I would assume being profitable constitutes as winning when you're throwing hundreds of billions of dollars at a technology. OpenAI and Anthropic don't have a very obvious path to profitability.
The author is pretty obvious and exhaustive about what he means by "losing": AI capex bubble is unsustainable, AI revenue is circular, no meaningful AI compute demand outside of OpenAI and Anthropic, AI products are mediocre at best (and still heavily subsidized, at that), AI is causing various mental health crises, OpenAI lost $20.9 billion on $13 billion in revenue in 2025.
OpenAI spent $17.2 billion on Azure in 2025 making the infrastructure bill exceed total revenue by about $4 billion BEFORE even counting salaries, research, stock compensation or anything else.
I feel like the responses here are purposely obtuse and people are refusing to realistically evaluate the economics of Anthropic and OpenAI
> The author is pretty obvious and exhaustive about what he means by "losing": AI capex bubble is unsustainable, AI revenue is circular, no meaningful AI compute demand outside of OpenAI and Anthropic, AI products are mediocre at best (and still heavily subsidized, at that), AI is causing various mental health crises, OpenAI lost $20.9 billion on $13 billion in revenue in 2025.

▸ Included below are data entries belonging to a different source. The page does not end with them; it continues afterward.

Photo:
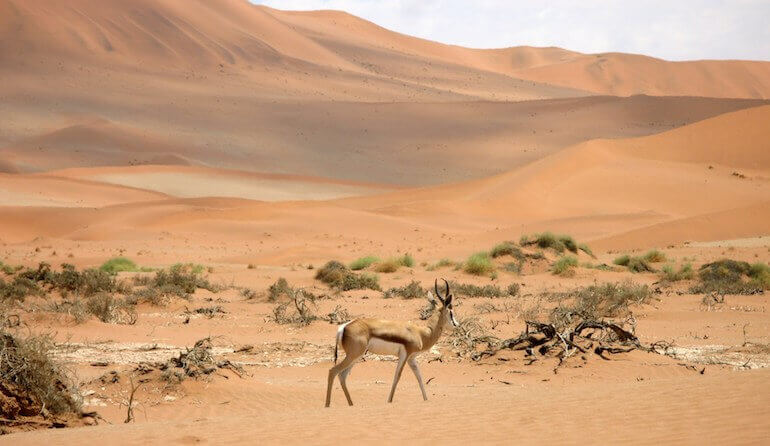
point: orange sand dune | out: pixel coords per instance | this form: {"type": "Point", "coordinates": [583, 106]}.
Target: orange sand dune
{"type": "Point", "coordinates": [395, 143]}
{"type": "Point", "coordinates": [596, 189]}
{"type": "Point", "coordinates": [607, 73]}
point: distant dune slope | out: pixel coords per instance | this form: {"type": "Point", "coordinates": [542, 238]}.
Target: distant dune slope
{"type": "Point", "coordinates": [606, 73]}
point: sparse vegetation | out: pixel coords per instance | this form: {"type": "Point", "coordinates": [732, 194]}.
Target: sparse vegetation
{"type": "Point", "coordinates": [110, 309]}
{"type": "Point", "coordinates": [440, 264]}
{"type": "Point", "coordinates": [393, 264]}
{"type": "Point", "coordinates": [670, 274]}
{"type": "Point", "coordinates": [195, 362]}
{"type": "Point", "coordinates": [586, 249]}
{"type": "Point", "coordinates": [598, 301]}
{"type": "Point", "coordinates": [32, 382]}
{"type": "Point", "coordinates": [548, 240]}
{"type": "Point", "coordinates": [634, 264]}
{"type": "Point", "coordinates": [728, 276]}
{"type": "Point", "coordinates": [121, 264]}
{"type": "Point", "coordinates": [338, 276]}
{"type": "Point", "coordinates": [654, 256]}
{"type": "Point", "coordinates": [413, 290]}
{"type": "Point", "coordinates": [299, 310]}
{"type": "Point", "coordinates": [279, 289]}
{"type": "Point", "coordinates": [363, 262]}
{"type": "Point", "coordinates": [564, 265]}
{"type": "Point", "coordinates": [471, 290]}
{"type": "Point", "coordinates": [479, 264]}
{"type": "Point", "coordinates": [506, 249]}
{"type": "Point", "coordinates": [180, 280]}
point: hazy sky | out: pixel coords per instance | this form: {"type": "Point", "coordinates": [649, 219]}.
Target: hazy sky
{"type": "Point", "coordinates": [670, 29]}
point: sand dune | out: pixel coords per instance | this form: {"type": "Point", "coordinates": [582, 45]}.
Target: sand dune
{"type": "Point", "coordinates": [395, 143]}
{"type": "Point", "coordinates": [608, 73]}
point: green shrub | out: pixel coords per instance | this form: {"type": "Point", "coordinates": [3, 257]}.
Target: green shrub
{"type": "Point", "coordinates": [361, 282]}
{"type": "Point", "coordinates": [471, 290]}
{"type": "Point", "coordinates": [728, 276]}
{"type": "Point", "coordinates": [479, 264]}
{"type": "Point", "coordinates": [506, 249]}
{"type": "Point", "coordinates": [564, 265]}
{"type": "Point", "coordinates": [622, 260]}
{"type": "Point", "coordinates": [279, 288]}
{"type": "Point", "coordinates": [586, 249]}
{"type": "Point", "coordinates": [406, 260]}
{"type": "Point", "coordinates": [548, 240]}
{"type": "Point", "coordinates": [363, 262]}
{"type": "Point", "coordinates": [595, 302]}
{"type": "Point", "coordinates": [338, 276]}
{"type": "Point", "coordinates": [685, 272]}
{"type": "Point", "coordinates": [513, 267]}
{"type": "Point", "coordinates": [18, 288]}
{"type": "Point", "coordinates": [29, 365]}
{"type": "Point", "coordinates": [387, 266]}
{"type": "Point", "coordinates": [111, 310]}
{"type": "Point", "coordinates": [440, 264]}
{"type": "Point", "coordinates": [760, 275]}
{"type": "Point", "coordinates": [654, 256]}
{"type": "Point", "coordinates": [119, 264]}
{"type": "Point", "coordinates": [413, 290]}
{"type": "Point", "coordinates": [634, 264]}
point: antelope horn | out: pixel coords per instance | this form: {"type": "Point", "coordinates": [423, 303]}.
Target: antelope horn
{"type": "Point", "coordinates": [438, 295]}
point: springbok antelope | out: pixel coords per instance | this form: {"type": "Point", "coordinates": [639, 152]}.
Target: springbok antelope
{"type": "Point", "coordinates": [401, 339]}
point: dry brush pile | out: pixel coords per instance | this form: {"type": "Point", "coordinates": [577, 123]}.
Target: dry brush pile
{"type": "Point", "coordinates": [592, 320]}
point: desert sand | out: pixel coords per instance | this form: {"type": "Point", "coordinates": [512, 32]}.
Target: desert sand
{"type": "Point", "coordinates": [262, 143]}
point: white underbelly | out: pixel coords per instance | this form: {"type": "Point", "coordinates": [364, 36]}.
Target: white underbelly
{"type": "Point", "coordinates": [380, 347]}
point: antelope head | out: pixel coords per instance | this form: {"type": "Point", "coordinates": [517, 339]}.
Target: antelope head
{"type": "Point", "coordinates": [446, 310]}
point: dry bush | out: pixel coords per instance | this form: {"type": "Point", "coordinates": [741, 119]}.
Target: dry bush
{"type": "Point", "coordinates": [338, 276]}
{"type": "Point", "coordinates": [338, 316]}
{"type": "Point", "coordinates": [634, 264]}
{"type": "Point", "coordinates": [195, 362]}
{"type": "Point", "coordinates": [209, 312]}
{"type": "Point", "coordinates": [300, 309]}
{"type": "Point", "coordinates": [598, 301]}
{"type": "Point", "coordinates": [279, 289]}
{"type": "Point", "coordinates": [110, 309]}
{"type": "Point", "coordinates": [180, 280]}
{"type": "Point", "coordinates": [728, 276]}
{"type": "Point", "coordinates": [507, 249]}
{"type": "Point", "coordinates": [564, 265]}
{"type": "Point", "coordinates": [548, 240]}
{"type": "Point", "coordinates": [247, 293]}
{"type": "Point", "coordinates": [471, 290]}
{"type": "Point", "coordinates": [31, 381]}
{"type": "Point", "coordinates": [412, 290]}
{"type": "Point", "coordinates": [363, 262]}
{"type": "Point", "coordinates": [466, 339]}
{"type": "Point", "coordinates": [440, 264]}
{"type": "Point", "coordinates": [479, 264]}
{"type": "Point", "coordinates": [685, 272]}
{"type": "Point", "coordinates": [654, 256]}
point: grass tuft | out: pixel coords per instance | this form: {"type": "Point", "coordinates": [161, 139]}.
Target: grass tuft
{"type": "Point", "coordinates": [363, 262]}
{"type": "Point", "coordinates": [479, 264]}
{"type": "Point", "coordinates": [564, 265]}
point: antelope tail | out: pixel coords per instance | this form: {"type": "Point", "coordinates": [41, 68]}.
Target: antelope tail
{"type": "Point", "coordinates": [340, 334]}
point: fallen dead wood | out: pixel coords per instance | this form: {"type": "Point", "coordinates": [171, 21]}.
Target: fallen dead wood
{"type": "Point", "coordinates": [545, 339]}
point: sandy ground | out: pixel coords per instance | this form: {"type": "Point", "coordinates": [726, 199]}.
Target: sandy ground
{"type": "Point", "coordinates": [259, 142]}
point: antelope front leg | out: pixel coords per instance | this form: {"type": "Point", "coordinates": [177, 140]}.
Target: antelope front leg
{"type": "Point", "coordinates": [413, 365]}
{"type": "Point", "coordinates": [399, 369]}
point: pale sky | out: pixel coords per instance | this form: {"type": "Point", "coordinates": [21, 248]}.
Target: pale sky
{"type": "Point", "coordinates": [669, 29]}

So then it’s just profitability modulo “various mental health crises”
Obviously it's not. Would you like me to sit here and do the work of reading the article for you? Or are the numbers involved a bit too much for you to handle?
Continue shoving your fingers in your ears and closing your eyes to the absolute nonsense that is behind OpenAI and Anthropic's economics, it won't change the fact that their path to profitability doesn't exist.
So……profitability
Is the person defending Anthropic in the room with us?
But Anthropic would be profitable if they stop training cries
No seriously, I recently heart someone say that and it may even be correct. However I assume this only to be correct if a stop in training doesn't change the current revenue environment - which it absolutely would. I am still convinced a lot of demand for tokens is artificial in the sense that people buy tokens because thats what you do right now (and its convenient) not because the roi is so great.
making money, making a moat, preventing china from easily getting to par with them with substantially less investment.
> Losing at what?
Turning a profit? What else could a business lose at?